The UK’s Secretary of State for Health says, “We will be looking closely at the results of this programme.” Does this mean that its leaders will be accountable? To date, the UK government’s record on making people accountable for diabetes care and education is poor.

An earlier Commentary drew attention to the fact that UK diabetes agencies responsible for spending millions each year on diabetes education and awareness programmes which fail, only report on the distribution of services, rather than on the impact those services have had on patient outcomes, which is the most appropriate way of measuring the Healthier You’s effectiveness.  See, The importance of measuring the impact of diabetes care. 

 
Takeaways
 
What will Healthier You achieve?  Given the success of the English pilot studies and the success of the similar American diabetes prevention program, it seems reasonable to expect Healthier You to produce some improvement in the overall situation. However, the scale of the problem is so vast, its management infrastructure so weak, and the impact of exercise on obesity so little, that Healthier You is unlikely to have more than a relatively small impact.
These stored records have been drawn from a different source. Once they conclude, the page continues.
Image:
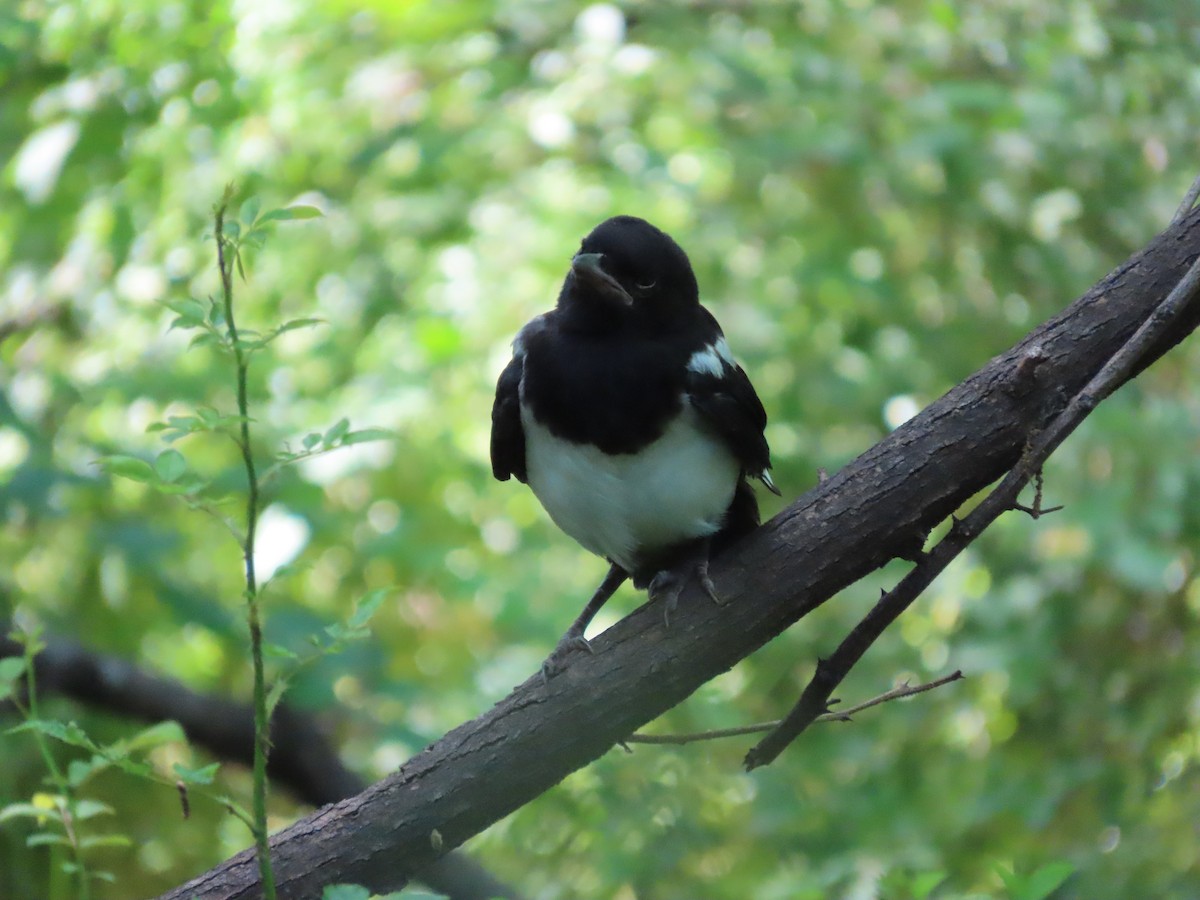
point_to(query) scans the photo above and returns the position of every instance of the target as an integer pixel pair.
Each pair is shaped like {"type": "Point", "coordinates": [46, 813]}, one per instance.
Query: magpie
{"type": "Point", "coordinates": [624, 412]}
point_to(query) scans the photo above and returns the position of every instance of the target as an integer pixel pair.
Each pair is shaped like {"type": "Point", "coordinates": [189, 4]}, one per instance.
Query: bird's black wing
{"type": "Point", "coordinates": [508, 435]}
{"type": "Point", "coordinates": [729, 403]}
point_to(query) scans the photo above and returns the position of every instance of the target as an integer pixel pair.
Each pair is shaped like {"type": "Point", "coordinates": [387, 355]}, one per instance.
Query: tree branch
{"type": "Point", "coordinates": [303, 760]}
{"type": "Point", "coordinates": [814, 701]}
{"type": "Point", "coordinates": [841, 715]}
{"type": "Point", "coordinates": [879, 507]}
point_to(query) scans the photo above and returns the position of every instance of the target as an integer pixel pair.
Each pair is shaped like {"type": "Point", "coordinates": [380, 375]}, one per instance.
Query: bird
{"type": "Point", "coordinates": [625, 413]}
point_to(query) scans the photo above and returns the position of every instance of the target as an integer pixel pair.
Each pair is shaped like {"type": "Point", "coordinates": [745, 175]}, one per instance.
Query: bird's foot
{"type": "Point", "coordinates": [571, 642]}
{"type": "Point", "coordinates": [669, 583]}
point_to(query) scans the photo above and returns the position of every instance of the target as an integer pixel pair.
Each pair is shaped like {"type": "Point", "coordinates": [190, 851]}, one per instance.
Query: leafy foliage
{"type": "Point", "coordinates": [877, 198]}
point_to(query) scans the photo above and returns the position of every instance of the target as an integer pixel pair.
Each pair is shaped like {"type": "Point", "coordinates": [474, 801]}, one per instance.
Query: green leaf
{"type": "Point", "coordinates": [203, 340]}
{"type": "Point", "coordinates": [46, 838]}
{"type": "Point", "coordinates": [11, 671]}
{"type": "Point", "coordinates": [202, 775]}
{"type": "Point", "coordinates": [25, 810]}
{"type": "Point", "coordinates": [345, 892]}
{"type": "Point", "coordinates": [169, 465]}
{"type": "Point", "coordinates": [191, 312]}
{"type": "Point", "coordinates": [249, 211]}
{"type": "Point", "coordinates": [189, 484]}
{"type": "Point", "coordinates": [367, 607]}
{"type": "Point", "coordinates": [1047, 880]}
{"type": "Point", "coordinates": [293, 324]}
{"type": "Point", "coordinates": [66, 732]}
{"type": "Point", "coordinates": [292, 213]}
{"type": "Point", "coordinates": [166, 732]}
{"type": "Point", "coordinates": [923, 885]}
{"type": "Point", "coordinates": [79, 771]}
{"type": "Point", "coordinates": [124, 466]}
{"type": "Point", "coordinates": [106, 840]}
{"type": "Point", "coordinates": [90, 809]}
{"type": "Point", "coordinates": [365, 435]}
{"type": "Point", "coordinates": [276, 694]}
{"type": "Point", "coordinates": [335, 433]}
{"type": "Point", "coordinates": [1009, 877]}
{"type": "Point", "coordinates": [276, 651]}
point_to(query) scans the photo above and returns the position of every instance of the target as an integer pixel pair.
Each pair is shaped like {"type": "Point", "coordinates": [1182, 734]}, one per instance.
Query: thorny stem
{"type": "Point", "coordinates": [262, 717]}
{"type": "Point", "coordinates": [67, 808]}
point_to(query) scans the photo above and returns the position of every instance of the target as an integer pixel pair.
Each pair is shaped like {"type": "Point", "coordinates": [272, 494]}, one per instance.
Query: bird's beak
{"type": "Point", "coordinates": [587, 269]}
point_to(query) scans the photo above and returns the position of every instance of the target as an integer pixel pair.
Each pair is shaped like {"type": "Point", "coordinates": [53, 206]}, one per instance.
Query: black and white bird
{"type": "Point", "coordinates": [625, 413]}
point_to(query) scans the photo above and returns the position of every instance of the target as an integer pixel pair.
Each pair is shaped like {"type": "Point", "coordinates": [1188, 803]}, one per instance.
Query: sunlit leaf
{"type": "Point", "coordinates": [202, 775]}
{"type": "Point", "coordinates": [336, 431]}
{"type": "Point", "coordinates": [367, 435]}
{"type": "Point", "coordinates": [169, 465]}
{"type": "Point", "coordinates": [130, 467]}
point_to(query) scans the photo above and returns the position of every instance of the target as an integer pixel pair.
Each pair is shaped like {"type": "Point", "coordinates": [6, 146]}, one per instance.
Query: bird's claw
{"type": "Point", "coordinates": [556, 661]}
{"type": "Point", "coordinates": [669, 583]}
{"type": "Point", "coordinates": [708, 585]}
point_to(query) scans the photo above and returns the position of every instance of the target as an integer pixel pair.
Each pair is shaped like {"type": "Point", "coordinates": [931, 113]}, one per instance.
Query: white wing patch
{"type": "Point", "coordinates": [712, 359]}
{"type": "Point", "coordinates": [673, 490]}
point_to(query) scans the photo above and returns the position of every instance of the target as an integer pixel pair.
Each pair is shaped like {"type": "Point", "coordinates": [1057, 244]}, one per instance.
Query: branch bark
{"type": "Point", "coordinates": [303, 760]}
{"type": "Point", "coordinates": [880, 507]}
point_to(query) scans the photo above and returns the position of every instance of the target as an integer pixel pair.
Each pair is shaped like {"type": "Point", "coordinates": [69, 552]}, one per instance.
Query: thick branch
{"type": "Point", "coordinates": [880, 507]}
{"type": "Point", "coordinates": [303, 761]}
{"type": "Point", "coordinates": [814, 701]}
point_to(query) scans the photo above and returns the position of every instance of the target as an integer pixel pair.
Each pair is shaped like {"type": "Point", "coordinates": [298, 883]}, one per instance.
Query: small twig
{"type": "Point", "coordinates": [815, 697]}
{"type": "Point", "coordinates": [262, 713]}
{"type": "Point", "coordinates": [1036, 510]}
{"type": "Point", "coordinates": [843, 715]}
{"type": "Point", "coordinates": [1188, 202]}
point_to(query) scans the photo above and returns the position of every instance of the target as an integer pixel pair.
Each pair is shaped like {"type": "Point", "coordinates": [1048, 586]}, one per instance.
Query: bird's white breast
{"type": "Point", "coordinates": [673, 490]}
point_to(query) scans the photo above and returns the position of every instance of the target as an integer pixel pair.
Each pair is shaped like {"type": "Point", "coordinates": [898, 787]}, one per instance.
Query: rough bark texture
{"type": "Point", "coordinates": [880, 507]}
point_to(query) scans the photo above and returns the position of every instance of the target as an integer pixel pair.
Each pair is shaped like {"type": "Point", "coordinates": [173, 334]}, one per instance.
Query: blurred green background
{"type": "Point", "coordinates": [876, 197]}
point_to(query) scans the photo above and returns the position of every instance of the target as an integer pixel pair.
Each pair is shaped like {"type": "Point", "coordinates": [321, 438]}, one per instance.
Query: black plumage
{"type": "Point", "coordinates": [625, 413]}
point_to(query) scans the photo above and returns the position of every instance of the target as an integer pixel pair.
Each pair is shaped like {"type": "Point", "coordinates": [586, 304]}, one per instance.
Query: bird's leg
{"type": "Point", "coordinates": [574, 639]}
{"type": "Point", "coordinates": [670, 583]}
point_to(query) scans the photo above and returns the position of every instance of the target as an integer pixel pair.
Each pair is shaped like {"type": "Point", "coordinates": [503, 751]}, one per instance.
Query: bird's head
{"type": "Point", "coordinates": [629, 271]}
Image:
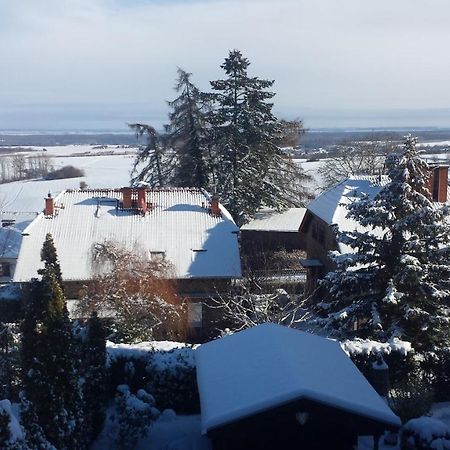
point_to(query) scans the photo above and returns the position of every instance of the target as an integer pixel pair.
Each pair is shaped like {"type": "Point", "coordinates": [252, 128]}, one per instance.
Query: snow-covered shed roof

The size of the UK population at risk of T2DM is so great that much more modern and efficient tools are needed to get to grips with the problem and make a real difference. A future Commentary will be devoted to describing some of the technological advances being made to tackle obesity and T2DM.
 
Preventing T2DM is too important to be entrusted to our well-resourced clinical establishment that has failed to dent the large and rapidly rising burden of the condition. Preventing T2DM requires leadership and an efficacious strategy, which in the short term, innovates and leverages the use of mobile technologies to engage millions of at-risk people, and nudge them to become permanently enthusiastic about changing their diets and lifestyles; in the medium term, recruits corporates, educational establishments, restaurants, and faith groups into the overall prevention strategy; and in the long term, promotes changes in our environment so that we are obliged to live healthier lives.